Docker-compose ELK container fails to start

dockerdocker-composeelasticsearch

I am deploying a docker-compose stack of 5 applications on a single AWS EC2 host with 32GB RAM. This includes: 2 x Java containers, 2 x Rails containers, 1 x Elasticsearch/Logstash/Kibana (ELK) container (from https://hub.docker.com/r/sebp/elk/).

When I bring the stack up for the first time, all containers start. The ELK container takes about 3 minutes to start. The others come up straight away.

But the ELK containers exits after about 5 minutes. I can see from the logs that the elasticsearch service will not start. The log messages indicates a memory limitation error.

However, when I then tear everything down, and bring it up again, all the containers start straight away, including the ELK container, and everything remains stable.
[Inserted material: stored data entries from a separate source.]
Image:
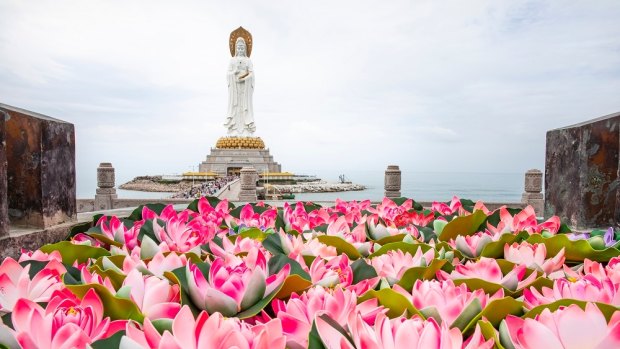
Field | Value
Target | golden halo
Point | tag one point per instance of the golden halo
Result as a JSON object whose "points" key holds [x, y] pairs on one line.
{"points": [[247, 37]]}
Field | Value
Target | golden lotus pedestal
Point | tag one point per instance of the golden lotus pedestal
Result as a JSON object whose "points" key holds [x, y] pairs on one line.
{"points": [[233, 153]]}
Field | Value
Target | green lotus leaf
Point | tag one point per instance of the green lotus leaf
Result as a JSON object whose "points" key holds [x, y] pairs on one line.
{"points": [[341, 245], [470, 312], [293, 283], [479, 284], [463, 225], [362, 271], [495, 312], [314, 339], [252, 233], [439, 225], [420, 273], [393, 238], [488, 332], [402, 246], [574, 251], [113, 341], [607, 309], [115, 277], [162, 325], [495, 249], [273, 244], [277, 262], [396, 303], [260, 305], [105, 239], [72, 252], [114, 307], [178, 277]]}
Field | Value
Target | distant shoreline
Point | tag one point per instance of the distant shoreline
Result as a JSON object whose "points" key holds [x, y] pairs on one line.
{"points": [[158, 184]]}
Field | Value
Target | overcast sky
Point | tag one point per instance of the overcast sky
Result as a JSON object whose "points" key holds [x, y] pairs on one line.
{"points": [[341, 86]]}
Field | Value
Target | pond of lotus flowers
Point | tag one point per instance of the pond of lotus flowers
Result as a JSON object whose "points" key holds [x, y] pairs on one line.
{"points": [[354, 275]]}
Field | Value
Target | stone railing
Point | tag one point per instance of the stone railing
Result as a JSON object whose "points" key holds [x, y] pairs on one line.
{"points": [[37, 180], [532, 196]]}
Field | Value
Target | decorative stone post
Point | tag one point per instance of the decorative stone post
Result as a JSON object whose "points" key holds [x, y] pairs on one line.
{"points": [[533, 191], [248, 184], [392, 181], [106, 193]]}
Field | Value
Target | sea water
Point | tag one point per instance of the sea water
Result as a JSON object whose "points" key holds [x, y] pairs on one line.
{"points": [[421, 186], [429, 186]]}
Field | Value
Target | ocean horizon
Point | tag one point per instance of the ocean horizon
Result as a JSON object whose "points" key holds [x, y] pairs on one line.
{"points": [[421, 186]]}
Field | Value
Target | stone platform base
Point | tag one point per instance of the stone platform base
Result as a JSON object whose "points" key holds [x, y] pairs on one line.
{"points": [[230, 161], [31, 239]]}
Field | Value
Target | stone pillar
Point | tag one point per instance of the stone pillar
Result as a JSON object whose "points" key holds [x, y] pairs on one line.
{"points": [[40, 170], [248, 184], [533, 191], [392, 181], [582, 173], [106, 193], [4, 203]]}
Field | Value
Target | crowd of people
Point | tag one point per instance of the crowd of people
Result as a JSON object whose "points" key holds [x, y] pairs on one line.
{"points": [[208, 188]]}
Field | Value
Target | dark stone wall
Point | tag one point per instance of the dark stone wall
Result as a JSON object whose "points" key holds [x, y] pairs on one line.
{"points": [[581, 172], [40, 155], [4, 214]]}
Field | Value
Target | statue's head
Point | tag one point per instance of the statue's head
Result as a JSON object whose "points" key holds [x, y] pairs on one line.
{"points": [[240, 49]]}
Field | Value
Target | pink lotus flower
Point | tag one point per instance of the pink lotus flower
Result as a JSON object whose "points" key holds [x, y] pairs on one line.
{"points": [[472, 245], [213, 332], [180, 236], [414, 217], [297, 314], [393, 264], [447, 299], [65, 323], [157, 266], [533, 256], [230, 289], [380, 231], [587, 289], [355, 236], [217, 214], [443, 209], [388, 210], [567, 327], [487, 269], [524, 221], [329, 274], [249, 218], [15, 283], [230, 252], [114, 229], [39, 256], [295, 247], [300, 220], [155, 297], [398, 333], [351, 210], [93, 278]]}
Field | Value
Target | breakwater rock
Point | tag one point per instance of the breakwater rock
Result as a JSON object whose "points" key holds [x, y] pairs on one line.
{"points": [[318, 187], [156, 184]]}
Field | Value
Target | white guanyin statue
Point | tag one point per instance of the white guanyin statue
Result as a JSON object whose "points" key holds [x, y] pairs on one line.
{"points": [[240, 116]]}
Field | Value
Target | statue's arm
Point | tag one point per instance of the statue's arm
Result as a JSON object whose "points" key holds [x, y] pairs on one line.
{"points": [[230, 74]]}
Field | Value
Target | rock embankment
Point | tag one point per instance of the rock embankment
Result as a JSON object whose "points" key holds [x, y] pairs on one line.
{"points": [[318, 187], [156, 184]]}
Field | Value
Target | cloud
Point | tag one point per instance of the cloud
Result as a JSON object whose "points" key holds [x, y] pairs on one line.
{"points": [[340, 85]]}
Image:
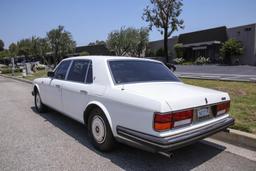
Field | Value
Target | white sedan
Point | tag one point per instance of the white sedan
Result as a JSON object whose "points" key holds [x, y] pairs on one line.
{"points": [[135, 101]]}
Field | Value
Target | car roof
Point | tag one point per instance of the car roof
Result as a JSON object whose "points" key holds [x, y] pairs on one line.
{"points": [[99, 57]]}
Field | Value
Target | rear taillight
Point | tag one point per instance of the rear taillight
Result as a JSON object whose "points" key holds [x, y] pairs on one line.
{"points": [[222, 108], [163, 122]]}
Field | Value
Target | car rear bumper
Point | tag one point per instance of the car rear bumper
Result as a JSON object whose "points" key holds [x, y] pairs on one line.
{"points": [[159, 144]]}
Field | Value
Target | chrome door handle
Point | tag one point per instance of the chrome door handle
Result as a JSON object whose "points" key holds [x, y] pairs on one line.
{"points": [[83, 91]]}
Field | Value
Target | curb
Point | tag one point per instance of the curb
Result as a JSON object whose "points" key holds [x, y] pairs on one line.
{"points": [[235, 137], [18, 79], [238, 138]]}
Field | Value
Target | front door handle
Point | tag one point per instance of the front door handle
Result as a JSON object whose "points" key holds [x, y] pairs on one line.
{"points": [[58, 86], [83, 91]]}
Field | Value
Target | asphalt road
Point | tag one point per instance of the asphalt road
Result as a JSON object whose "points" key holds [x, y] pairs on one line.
{"points": [[51, 141], [217, 72]]}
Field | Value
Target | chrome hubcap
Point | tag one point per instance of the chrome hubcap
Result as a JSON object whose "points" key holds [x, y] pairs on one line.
{"points": [[98, 129], [38, 101]]}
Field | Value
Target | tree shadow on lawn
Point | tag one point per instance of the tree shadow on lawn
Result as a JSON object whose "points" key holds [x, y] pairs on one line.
{"points": [[129, 158]]}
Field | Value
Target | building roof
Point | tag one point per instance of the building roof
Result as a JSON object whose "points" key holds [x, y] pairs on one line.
{"points": [[94, 50], [214, 34]]}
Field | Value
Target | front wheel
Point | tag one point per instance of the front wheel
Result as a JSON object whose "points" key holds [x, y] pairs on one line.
{"points": [[100, 131], [40, 107]]}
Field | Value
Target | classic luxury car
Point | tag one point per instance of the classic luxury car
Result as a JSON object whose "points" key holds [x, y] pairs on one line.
{"points": [[135, 101]]}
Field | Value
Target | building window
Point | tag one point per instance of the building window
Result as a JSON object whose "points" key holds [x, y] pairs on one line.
{"points": [[248, 29]]}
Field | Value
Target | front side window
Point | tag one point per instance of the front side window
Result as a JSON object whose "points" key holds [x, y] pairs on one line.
{"points": [[78, 70], [132, 71], [62, 69]]}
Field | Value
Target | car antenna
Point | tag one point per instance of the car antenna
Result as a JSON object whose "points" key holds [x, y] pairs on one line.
{"points": [[122, 87]]}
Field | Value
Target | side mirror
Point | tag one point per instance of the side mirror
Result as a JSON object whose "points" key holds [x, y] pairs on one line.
{"points": [[50, 74]]}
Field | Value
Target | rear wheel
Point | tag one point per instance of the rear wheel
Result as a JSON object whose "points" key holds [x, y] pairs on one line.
{"points": [[40, 107], [100, 131]]}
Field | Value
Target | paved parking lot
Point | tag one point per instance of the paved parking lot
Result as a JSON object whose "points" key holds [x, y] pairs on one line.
{"points": [[51, 141]]}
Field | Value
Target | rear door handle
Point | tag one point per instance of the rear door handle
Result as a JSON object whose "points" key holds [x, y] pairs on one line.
{"points": [[83, 91]]}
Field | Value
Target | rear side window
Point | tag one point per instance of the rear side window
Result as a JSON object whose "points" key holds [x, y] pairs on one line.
{"points": [[132, 71], [78, 70], [62, 69], [89, 75]]}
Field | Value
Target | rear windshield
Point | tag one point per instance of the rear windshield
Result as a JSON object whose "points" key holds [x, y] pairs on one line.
{"points": [[131, 71]]}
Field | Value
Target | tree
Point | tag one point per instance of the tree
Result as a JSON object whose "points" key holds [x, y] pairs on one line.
{"points": [[24, 47], [13, 49], [61, 43], [97, 42], [128, 41], [1, 45], [164, 15], [4, 53], [178, 50], [231, 50], [39, 48]]}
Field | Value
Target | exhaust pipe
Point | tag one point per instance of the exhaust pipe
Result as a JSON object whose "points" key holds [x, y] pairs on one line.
{"points": [[169, 155]]}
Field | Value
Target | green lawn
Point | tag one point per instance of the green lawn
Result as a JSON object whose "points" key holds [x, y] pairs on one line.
{"points": [[243, 100]]}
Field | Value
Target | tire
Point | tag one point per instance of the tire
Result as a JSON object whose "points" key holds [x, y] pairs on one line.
{"points": [[40, 107], [99, 131]]}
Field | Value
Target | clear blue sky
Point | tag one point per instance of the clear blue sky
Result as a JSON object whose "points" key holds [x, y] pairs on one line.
{"points": [[90, 20]]}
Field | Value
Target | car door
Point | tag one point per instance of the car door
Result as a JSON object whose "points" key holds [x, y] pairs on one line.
{"points": [[54, 88], [76, 90]]}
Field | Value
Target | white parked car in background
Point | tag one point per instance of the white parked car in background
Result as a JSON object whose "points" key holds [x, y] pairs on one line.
{"points": [[135, 101]]}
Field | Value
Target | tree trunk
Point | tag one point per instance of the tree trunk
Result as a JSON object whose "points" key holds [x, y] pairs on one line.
{"points": [[166, 44]]}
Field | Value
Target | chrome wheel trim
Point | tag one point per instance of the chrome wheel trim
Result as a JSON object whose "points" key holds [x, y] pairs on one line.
{"points": [[98, 129], [38, 101]]}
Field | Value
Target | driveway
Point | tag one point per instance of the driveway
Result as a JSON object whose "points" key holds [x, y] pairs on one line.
{"points": [[217, 72], [51, 141]]}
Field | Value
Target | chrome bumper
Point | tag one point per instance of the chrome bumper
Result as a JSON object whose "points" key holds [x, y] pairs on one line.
{"points": [[156, 144]]}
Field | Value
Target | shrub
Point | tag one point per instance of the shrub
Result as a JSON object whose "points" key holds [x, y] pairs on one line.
{"points": [[179, 60], [202, 60], [84, 53]]}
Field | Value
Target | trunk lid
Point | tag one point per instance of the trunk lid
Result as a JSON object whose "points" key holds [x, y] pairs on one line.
{"points": [[177, 95]]}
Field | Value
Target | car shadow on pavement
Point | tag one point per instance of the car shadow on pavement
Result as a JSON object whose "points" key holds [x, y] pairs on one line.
{"points": [[129, 158]]}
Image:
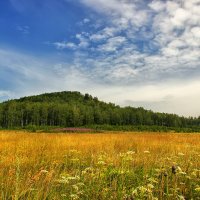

The issue only occurs the first time I start the stack on a new EC2 instance.

I can see from the docker stats that the ELK container is only using 2-3GB of the 32GB RAM available on the instance.

The ELK container is configured as follows:

elk:
  image: sebp/elk
  hostname: elk
  container_name: elk
  volumes:
    - ./pipeline/:/etc/logstash/conf.d/
  tty: true
  expose:
    - "12201/udp"
  network_mode: host
  ports:
    - "5601:5601"
    - "9200:9200"
    - "12201:12201"
  ulimits:
    nofile:
      soft: 65536
      hard: 65536

There are no dependencies between the containers on start up.

What is happening with elasticsearch when it first runs that cause the container to fail when starting?

Best Answer

The issue here was that the sebp/elb image contains a timeout parameter that was expiring before elasticsearch could start.

The is controlled by the ES_CONNECT_RETRY environment variable, which is set to 30 secs by default. Elasticsearch takes longer than this to start the first time, so when I set this to 300 secs, it worked. You can add this as an environment variable for the elk container in your docker-compose manifest.

elk:
  image: sebp/elk
  hostname: elk
  container_name: elk
  environment:
   - ES_CONNECT_RETRY=300

In addition to this, you also need to set the COMPOSE_HTTP_TIMEOUT environment variable before you run docker-compose, as otherwise, docker-compose will time out before elasticsearch can start. You should set the value to something greater than you set for ES_CONNECT_RETRY eg

COMPOSE_HTTP_TIMEOUT=360

Its possible that this is occurring because I am using a larger Ec2 instance (32GB RAM). It may not be an issue on smaller instances.